Au vu de l'état des créances tel que retenu par la commission le 2 mai 2023 et des courriers d'actualisation, le plan concernera les créanciers suivant :
[9] : 397,48 euros
[11] : 2 173,87 euros
[12] : 4 075,23 euros + 1 003,15 euros + 34 890,15 euros
[21] : 2 478,52 euros et 466,01 euros
[15] : 747,99 euros
[Z] [K] : 910 euros
[G] [K] : 477 euros
Il convient par conséquent d'infirmer partiellement le jugement et d'arrêter un plan de remboursement, d'une durée de 84 mois, sans intérêt, à compter du 15 octobre 2023 comme suit :
1er palier (du 15 octobre 2023 au 15 juillet 2024) : 10 mensualités de 273 euros se répartissant comme suit :
- 39,70 euros à la société [9]
- 46,60 euros à la société [21] (créance de 466,01 euros)
- 91 euros à Mme [N] [K]
- 47,7 euros à M. [G] [K]
- 48 euros à la société [15]
2e palier (du 15 août 2024) : 1 mensualité de 2267,99 euros à la société [15]
3e palier (du 15 septembre 2024 au 15 septembre 2027) : 37 mensualités de 262,98 euros se répartissant comme suit :
- 58,75 euros à la société [11]
- 110,14 euros à la société [12] (créance de 4 075,27 euros)
- 27,11 euros à la société [12] (créance de 1 003,15 euros)
- 66,98 euros à la société [21] (créance de 2 478,52 euros)
4e palier (du 15 octobre 2027 au 15 septembre 2030) : 36 mensualités de 273 euros à la société [12] (créance de 34 890,15 euros). Le solde de cette dette est effacé à l'issue du plan.
PAR CES MOTIFS
LA COUR,
Statuant publiquement, par arrêt réputé contradictoire et en dernier ressort rendu par mise à disposition au greffe ;
Infirme le jugement sauf en ce qu'il a déclaré recevable le recours exercé par Mme [B] [K] ;
Statuant de nouveau,
Fixe la capacité de remboursement de Mme [B] [K] à la somme de 273 euros à compter du 15 octobre 2023 ;
Dit que les dettes sont rééchelonnées sur une durée de 24 mois, à compter du 15 octobre 2023 et jusqu'au 15 septembre 2030 comme suit :
1er palier (du 15 octobre 2023 au 15 juillet 2024) : 10 mensualités de 273 euros se répartissant comme suit :
- 39,70 euros à la société [9]
- 46,60 euros à la société [21] (créance de 466,01 euros)
- 91 euros à Mme [N] [K]
- 47,7 euros à M. [G] [K]
- 48 euros à la société [15]
2e palier (du 15 août 2024) : 1 mensualité de 2267,99 euros à la société [15]
3e palier (du 15 septembre 2024 au 15 septembre 2027) : 37 mensualités de 262,98 euros se répartissant comme suit :
- 58,75 euros à la société [11]
- 110,14 euros à la société [12] (créance de 4 075,27 euros)

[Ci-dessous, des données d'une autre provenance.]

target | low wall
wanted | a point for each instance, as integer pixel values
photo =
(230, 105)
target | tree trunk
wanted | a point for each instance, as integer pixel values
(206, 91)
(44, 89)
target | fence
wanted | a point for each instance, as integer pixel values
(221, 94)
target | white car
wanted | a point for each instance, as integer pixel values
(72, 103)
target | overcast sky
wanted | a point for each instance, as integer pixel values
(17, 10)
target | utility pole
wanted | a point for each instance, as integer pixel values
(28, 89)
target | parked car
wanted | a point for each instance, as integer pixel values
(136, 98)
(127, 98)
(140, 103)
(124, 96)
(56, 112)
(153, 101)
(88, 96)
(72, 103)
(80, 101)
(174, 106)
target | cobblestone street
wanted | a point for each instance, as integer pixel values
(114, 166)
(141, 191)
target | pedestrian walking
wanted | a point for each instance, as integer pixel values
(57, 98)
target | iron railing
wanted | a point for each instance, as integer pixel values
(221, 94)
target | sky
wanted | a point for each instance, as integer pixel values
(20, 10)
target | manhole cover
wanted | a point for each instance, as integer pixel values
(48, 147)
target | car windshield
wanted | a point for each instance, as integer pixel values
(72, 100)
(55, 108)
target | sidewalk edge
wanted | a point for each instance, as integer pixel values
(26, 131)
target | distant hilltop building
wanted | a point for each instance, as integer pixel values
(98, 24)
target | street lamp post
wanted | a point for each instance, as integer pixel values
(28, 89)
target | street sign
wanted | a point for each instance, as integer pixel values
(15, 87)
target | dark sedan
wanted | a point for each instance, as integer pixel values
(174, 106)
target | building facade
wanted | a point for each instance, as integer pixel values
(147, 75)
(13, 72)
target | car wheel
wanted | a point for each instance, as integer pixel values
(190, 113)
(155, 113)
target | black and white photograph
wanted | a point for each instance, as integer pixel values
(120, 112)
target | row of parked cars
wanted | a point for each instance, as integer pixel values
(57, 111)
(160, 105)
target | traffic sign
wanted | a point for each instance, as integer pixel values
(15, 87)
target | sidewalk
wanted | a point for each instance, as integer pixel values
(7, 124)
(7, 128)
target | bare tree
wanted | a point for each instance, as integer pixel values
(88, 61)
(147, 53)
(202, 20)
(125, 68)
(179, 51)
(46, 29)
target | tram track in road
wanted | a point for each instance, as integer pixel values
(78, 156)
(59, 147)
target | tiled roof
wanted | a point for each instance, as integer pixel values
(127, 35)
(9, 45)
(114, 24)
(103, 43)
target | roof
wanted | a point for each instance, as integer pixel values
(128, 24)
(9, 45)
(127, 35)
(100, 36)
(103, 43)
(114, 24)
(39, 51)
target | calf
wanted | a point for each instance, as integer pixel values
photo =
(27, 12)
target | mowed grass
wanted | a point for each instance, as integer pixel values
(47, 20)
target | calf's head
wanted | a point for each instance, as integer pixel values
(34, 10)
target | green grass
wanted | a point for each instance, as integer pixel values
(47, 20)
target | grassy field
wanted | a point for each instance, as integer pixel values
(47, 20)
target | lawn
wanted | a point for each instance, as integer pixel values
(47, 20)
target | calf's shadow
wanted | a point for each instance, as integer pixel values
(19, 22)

- 27,11 euros à la société [12] (créance de 1 003,15 euros)
- 66,98 euros à la société [21] (créance de 2 478,52 euros)
4e palier (du 15 octobre 2027 au 15 septembre 2030) : 36 mensualités de 273 euros à la société [12] (créance de 34 890,15 euros) ;
Dit que le taux d'intérêt des créances est réduit à 0 %, et que les dettes reportées ou ré-échelonnées ne produisent pas d'intérêt ;
Dit qu'à défaut de paiement d'une seule de ces échéances à son terme, l'ensemble du plan est de plein droit caduc 15 jours après une mise en demeure adressée à Mme [B] [K] d'avoir à exécuter ses obligations restées infructueuses ;
Dit qu'à l'issue du plan le solde de la dette est effacé ;
Rappelle qu'il appartiendra à Mme [B] [K], en cas de changement significatif de ses conditions de ressources à la hausse comme à la baisse, de ressaisir la commission de surendettement d'une nouvelle demande ;
Laisse à la charge de chaque partie les éventuels dépens d'appel exposés par elle ;
Dit que l'arrêt sera notifié par lettre simple à la commission de surendettement et aux parties par lettre recommandée avec accusé de réception.